I make no apologies about my love for Bill Bryson’s writing.  His blend of dry British humor, love of odd facts, and storyteller’s sense of timing combine to make, for me, something pretty close to perfection.  And his newest book is more of the same, showcasing his observations of a Britain very different from the one he first encountered in Notes from a Small Island.

One of the things that first drew me to Bryson’s writing was his humor.  I think some of it comes from the tendency of Brits to employ that wacky, off-the-wall sense of what would be funny.  Think Monty Python and the things they pulled on their TV show and in their movies.  But some of it seems to be specific to certain British print humor–I’m thinking of Terry Pratchett and Douglas Adams–wherein the author channels that wackiness into turns of phrase that sound absurd and yet are instantly recognizable as true or accurate.  It makes for some marvelous imagery, and rarely a chapter goes by in which I don’t dissolve into a giggle fit over something.

I also love Bryson’s sense of place.  What I mean by that is, he has this magical way of ferreting out the oddest bits of history concerning locations or time periods or the people in them, and then weaving it into his narrative.  You’d think that it would become boring or rambling, but it doesn’t.  Instead, you get this sense that absolutely everyplace has a forgotten history just waiting to be unearthed, and if you just look hard enough, you might find it.  Whether it’s the twisting streets and side-alleys of London or the broad sweep of the coast near Brighton, you can’t help but want to go there and see these wonderful places for yourself.

Bryon is a little bit more curmudgeonly in this book than in previous ones.  He’s never held back on acerbic observations, but in this book it’s a bit more on display.  Some of this is the nature of the book itself: the author is revisiting places that have gone through tremendous amounts of change and economic upheaval, and it’s natural to think “Yeah, but back in MY day…”  Mostly it’s tempered with his humor, but there’s a note of wistfulness here, a note of disappointment, that so much has changed.  At one point, he sums up the situation succinctly by saying that the things that make England so charming (old churches, hedgerows, etc.) add nothing to the economy and are therefore in danger of being swept aside.

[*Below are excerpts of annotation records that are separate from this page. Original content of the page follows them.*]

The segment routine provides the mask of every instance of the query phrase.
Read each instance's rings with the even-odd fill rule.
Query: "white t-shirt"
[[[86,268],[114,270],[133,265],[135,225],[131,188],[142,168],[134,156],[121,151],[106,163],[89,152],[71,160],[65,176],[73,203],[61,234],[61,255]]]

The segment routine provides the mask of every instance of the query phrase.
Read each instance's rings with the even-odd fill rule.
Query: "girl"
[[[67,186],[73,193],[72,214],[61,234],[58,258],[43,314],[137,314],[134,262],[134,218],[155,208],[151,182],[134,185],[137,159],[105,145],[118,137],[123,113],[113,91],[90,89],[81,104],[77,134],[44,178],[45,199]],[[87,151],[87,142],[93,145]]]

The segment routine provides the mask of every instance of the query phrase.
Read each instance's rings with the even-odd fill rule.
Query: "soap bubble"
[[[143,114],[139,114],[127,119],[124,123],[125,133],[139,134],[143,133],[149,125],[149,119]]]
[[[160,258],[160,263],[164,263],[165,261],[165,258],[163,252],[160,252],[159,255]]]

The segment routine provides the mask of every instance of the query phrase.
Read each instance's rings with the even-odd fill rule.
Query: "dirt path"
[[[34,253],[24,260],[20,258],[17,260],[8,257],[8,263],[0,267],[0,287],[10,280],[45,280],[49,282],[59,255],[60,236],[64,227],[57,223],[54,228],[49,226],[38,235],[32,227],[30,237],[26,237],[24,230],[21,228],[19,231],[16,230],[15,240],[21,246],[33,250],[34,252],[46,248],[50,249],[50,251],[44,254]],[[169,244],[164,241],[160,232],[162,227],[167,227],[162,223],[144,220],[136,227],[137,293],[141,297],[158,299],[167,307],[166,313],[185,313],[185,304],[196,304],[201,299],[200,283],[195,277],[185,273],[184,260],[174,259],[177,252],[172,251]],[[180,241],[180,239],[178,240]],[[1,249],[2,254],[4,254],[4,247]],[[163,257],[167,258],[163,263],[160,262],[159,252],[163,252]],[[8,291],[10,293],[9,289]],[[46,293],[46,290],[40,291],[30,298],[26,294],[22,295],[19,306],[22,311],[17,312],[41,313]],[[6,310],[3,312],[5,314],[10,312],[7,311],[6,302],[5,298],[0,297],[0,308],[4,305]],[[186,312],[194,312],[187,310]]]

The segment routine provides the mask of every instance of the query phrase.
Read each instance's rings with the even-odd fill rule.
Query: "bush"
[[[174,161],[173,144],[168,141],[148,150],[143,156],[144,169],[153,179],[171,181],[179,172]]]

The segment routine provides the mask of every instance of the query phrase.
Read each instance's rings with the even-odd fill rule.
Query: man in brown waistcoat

And yet, the love of his adopted country is still evident.  He may at times think that it’s silly, or misguided, or plain weird, but he still loves it.  And that’s what I like to see most–I want to see that love in his stories so that I can get a bit of that vicarious pleasure.  With luck, I’ll visit England one day myself, but until then, I’ve got no better tour guide than Bryson and his stock of tales.

This book was provided by the publisher in exchange for an honest review.